Pull-ups are a common way to measure upper body strength, endurance, and strength-to-weight ratio. The strength to do a pull-up is correlated with job-related tasks in some careers such as firefighting, police, and military.

Pull-ups are used as a conditioning activity for many sports, especially those that require pulling strength, including rock climbing, gymnastics, rope climbing, rowing, and swimming. They are also used by police and military to increase muscular strength among their members.

Some organizations have allowed women to use a flexed arm hang as a substitute for a pull up in fitness tests after discovering that few female recruits could complete a pull-up. According to a 2003 study in college-age women, one third of participants were able to complete a pull-up after a twelve-week full-body strength training program.

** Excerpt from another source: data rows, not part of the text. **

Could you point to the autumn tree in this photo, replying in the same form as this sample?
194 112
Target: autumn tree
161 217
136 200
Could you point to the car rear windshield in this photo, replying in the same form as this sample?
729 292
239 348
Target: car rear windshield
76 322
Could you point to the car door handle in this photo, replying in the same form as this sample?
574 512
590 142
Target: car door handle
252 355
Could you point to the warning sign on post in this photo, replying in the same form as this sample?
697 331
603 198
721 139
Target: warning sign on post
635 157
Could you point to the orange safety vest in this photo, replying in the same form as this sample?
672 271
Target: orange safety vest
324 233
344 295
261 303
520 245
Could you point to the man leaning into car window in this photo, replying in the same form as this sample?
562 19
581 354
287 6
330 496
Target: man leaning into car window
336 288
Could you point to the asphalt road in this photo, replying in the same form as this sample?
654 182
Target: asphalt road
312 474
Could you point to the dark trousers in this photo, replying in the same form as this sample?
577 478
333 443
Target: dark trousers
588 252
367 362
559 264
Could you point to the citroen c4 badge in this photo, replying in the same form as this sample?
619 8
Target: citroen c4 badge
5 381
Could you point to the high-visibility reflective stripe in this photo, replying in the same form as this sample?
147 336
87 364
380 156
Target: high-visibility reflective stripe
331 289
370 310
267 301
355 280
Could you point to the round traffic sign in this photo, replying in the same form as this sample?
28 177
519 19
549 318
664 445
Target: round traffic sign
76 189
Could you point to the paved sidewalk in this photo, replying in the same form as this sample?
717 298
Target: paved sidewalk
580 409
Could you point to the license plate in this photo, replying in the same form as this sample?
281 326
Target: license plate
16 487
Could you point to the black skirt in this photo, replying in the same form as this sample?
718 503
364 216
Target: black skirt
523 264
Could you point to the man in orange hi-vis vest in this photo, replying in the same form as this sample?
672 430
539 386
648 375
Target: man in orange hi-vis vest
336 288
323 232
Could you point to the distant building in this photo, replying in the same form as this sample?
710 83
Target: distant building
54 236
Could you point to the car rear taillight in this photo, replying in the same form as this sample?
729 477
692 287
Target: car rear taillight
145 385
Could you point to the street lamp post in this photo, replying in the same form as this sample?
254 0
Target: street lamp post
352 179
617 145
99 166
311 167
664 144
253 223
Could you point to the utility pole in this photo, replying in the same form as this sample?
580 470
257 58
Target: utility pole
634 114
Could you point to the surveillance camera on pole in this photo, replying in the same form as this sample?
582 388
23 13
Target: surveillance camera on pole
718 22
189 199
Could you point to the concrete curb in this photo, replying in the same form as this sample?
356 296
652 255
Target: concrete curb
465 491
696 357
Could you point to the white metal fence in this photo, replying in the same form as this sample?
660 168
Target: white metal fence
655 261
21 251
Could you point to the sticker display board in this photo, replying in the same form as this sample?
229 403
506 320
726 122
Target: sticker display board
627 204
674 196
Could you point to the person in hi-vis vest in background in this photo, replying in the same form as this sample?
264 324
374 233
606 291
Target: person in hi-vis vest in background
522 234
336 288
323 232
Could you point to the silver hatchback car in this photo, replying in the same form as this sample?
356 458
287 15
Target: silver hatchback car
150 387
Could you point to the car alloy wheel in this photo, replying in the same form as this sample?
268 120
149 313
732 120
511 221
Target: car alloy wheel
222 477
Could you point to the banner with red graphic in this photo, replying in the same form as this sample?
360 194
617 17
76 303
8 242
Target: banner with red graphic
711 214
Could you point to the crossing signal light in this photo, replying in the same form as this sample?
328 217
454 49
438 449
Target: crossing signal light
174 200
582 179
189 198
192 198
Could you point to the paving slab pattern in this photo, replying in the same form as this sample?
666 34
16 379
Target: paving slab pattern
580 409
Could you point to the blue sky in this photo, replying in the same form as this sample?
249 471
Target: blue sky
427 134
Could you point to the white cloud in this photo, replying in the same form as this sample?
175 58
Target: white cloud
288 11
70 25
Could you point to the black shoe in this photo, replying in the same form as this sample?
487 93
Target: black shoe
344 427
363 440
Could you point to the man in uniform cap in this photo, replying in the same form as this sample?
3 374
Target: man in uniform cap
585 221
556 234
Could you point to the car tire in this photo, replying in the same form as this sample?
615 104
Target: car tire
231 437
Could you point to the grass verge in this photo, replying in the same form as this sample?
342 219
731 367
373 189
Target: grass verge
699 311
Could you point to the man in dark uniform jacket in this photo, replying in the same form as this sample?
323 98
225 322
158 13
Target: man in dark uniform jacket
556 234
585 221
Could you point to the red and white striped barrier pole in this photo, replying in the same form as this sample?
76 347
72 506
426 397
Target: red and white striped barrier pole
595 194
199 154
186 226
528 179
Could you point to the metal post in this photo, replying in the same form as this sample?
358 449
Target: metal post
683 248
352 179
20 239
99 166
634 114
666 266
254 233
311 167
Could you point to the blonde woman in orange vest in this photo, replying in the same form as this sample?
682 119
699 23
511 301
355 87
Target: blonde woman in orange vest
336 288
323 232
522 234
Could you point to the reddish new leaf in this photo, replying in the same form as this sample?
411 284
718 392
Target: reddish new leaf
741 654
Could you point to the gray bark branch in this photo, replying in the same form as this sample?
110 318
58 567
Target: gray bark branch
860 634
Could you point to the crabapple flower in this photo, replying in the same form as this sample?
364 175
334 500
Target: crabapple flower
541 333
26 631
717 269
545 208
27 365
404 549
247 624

==Guinness World Records==
The Guinness World Record for the most consecutive pull-ups was set by Japan Coast Guard diver Kenta Adachi in 2022 with 651 pull-ups, taking 87 minutes. In 2024 he improved his record to 1224 pull-ups. The rule was that one pull-up has to be done every 15 seconds. The world record for pull-ups with no breaks is 88, held by Joonas Mäkipelto. The heaviest weighted pull up is 146.64 kg and was achieved by Liu Weiqiang from China in Zhangjiakou, Hebei, China, on 1 February 2025. The Guinness World Record for longest dead hang on a pull-up bar by a woman over age 80 was surpassed by over a minute in 2026 when Bonnie Sumner hung for more than 3 minutes. The Guinness World Record for the most pull ups in 24 hours (male) was set by Enrique Zapata from Mexico in 2026 with 12,345 pull ups. The Guinness World Record for the most pull ups in 24 hours (female) was set by Olivia Vinson from Australia in 2025 with 7,079 pull ups.